25 December 2012

Generic Adventure revisited

The boy stood watching the last light of the setting sun fade away. Several of the pigs began squealing at him and he twisted a little to give them a glance. They were watching him lean on his walking stick, a bucket filled with kitchen refuse hanging from his left hand. The boy walked slowly to the pen and lay his walking stick against the fencing. With both hands now free, he heaved the bucket up and over the fence, dumping the contents into the trough. The pigs squealed again and began to eat as he picked up his stick and began walking to the hilltop.
From the hilltop he could see everyplace that he had ever been.
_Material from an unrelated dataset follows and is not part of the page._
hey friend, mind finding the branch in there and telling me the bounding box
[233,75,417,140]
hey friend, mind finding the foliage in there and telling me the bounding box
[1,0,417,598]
The farm where he and his sisters took care of their ailing father was on the western slope. Below it lay a few fields and the village beyond. To the south lay fields belonging to the mayor, who lived in the village and left his fields to be worked by others. To the north lay the Thick Wood, where the trees would not grow taller than the three-story tower that the lord kept but would grow almost as wide before being felled. Beyond the Thick Wood, many miles off, a great glow could be seen coming from the Place of Things where no one in the village had ever been. To the east lay more fields and a broad meadow beyond which lay the outlying farms of the next village.
The boy could hear someone coming as he stared up at the night sky. Stars twinkled and shimmered as one of his sisters began to call to him. He recognized her voice as that of Hideous but he still turned to face her.
“The stars are far away. Your bed is much closer.”
“The stars are much prettier. They are prettier than anything we have.”
“I would say yes, but we have the stars every time we look up at night, so they are ours.”
“Yes,” said the boy, wrinkling his face in thought. Together they looked up at the night sky. A bright flash drew their attention westwards, to the sky above and past the village. “A shooting star!”
“Yes,” his sister replied as the streaking light cut across the sky to their north. “But let's go home now and sleep.”
His sister began walking back to their little house, growing dim on the distance. The boy sighed and wondered what the stars were made of. Nobody in the village knew but nobody in the village knew much about anything outside of the village. Knowing things was dangerous and people who asked too many questions began to know things. His mother had known things, and she had died screaming. His father had asked too many questions and lost an arm. The boy knew that he would never know what the stars were made of and sighed again. As he began to walk home, he glanced at the pigs feeding in their pen and smiled. He didn't need to know about the stars to raise pigs and chickens or to tend the fields. His world was full and complete.